Multiple processes may have the same physical pages locked via their own
virtual address mappings.
A single process may likewise have pages multiply-locked via different virtual
mappings of the same physical pages.
Unlocking is performed explicitly by
.Fn munlock
or implicitly by a call to
.Fn munmap
which deallocates the unmapped address range.
Locked mappings are not inherited by the child process after a
.Xr fork 2 .
.Pp
Since physical memory is a potentially scarce resource, processes are
limited in how much they can lock down.
The amount of memory that a single process can
.Fn mlock
is limited by both the per-process
.Dv RLIMIT_MEMLOCK
resource limit and the
system-wide
.Dq wired pages
limit
.Va vm.max_user_wired .
.Va vm.max_user_wired
applies to the system as a whole, so the amount available to a single
process at any given time is the difference between
.Va vm.max_user_wired
and
.Va vm.stats.vm.v_user_wire_count .
.Pp
If
.Va security.bsd.unprivileged_mlock
is set to 0 these calls are only available to the super-user.
.Sh RETURN VALUES
.Rv -std
.Pp
If the call succeeds, all pages in the range become locked (unlocked);
otherwise the locked status of all pages in the range remains unchanged.
.Sh ERRORS
The
.Fn mlock
system call
will fail if:
.Bl -tag -width Er
.It Bq Er EPERM
.Va security.bsd.unprivileged_mlock
is set to 0 and the caller is not the super-user.
.It Bq Er EINVAL
The address range given wraps around zero.
.It Bq Er ENOMEM
Some portion of the indicated address range is not allocated.

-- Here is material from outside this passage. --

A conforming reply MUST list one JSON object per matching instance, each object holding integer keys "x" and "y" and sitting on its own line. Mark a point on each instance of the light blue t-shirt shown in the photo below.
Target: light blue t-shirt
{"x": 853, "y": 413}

There was an error faulting/mapping a page.
Locking the indicated range would exceed the per-process or system-wide limits
for locked memory.
.El
The
.Fn munlock
system call
will fail if:
.Bl -tag -width Er
.It Bq Er EPERM
.Va security.bsd.unprivileged_mlock
is set to 0 and the caller is not the super-user.
.It Bq Er EINVAL
The address range given wraps around zero.
.It Bq Er ENOMEM
Some or all of the address range specified by the addr and len
arguments does not correspond to valid mapped pages in the address space
of the process.
.It Bq Er ENOMEM
Locking the pages mapped by the specified range would exceed a limit on
the amount of memory that the process may lock.
.El
.Sh "SEE ALSO"
.Xr fork 2 ,
.Xr mincore 2 ,
.Xr minherit 2 ,
.Xr mlockall 2 ,
.Xr mmap 2 ,
.Xr munlockall 2 ,
.Xr munmap 2 ,
.Xr setrlimit 2 ,
.Xr getpagesize 3
.Sh HISTORY
The
.Fn mlock
and
.Fn munlock
system calls first appeared in
.Bx 4.4 .
.Sh BUGS
Allocating too much wired memory can lead to a memory-allocation deadlock
which requires a reboot to recover from.
.Pp
The per-process and system-wide resource limits of locked memory apply
to the amount of virtual memory locked, not the amount of locked physical
pages.
Hence two distinct locked mappings of the same physical page counts as
2 pages aginst the system limit, and also against the per-process limit
if both mappings belong to the same physical map.
.Pp
The per-process resource limit is not currently supported.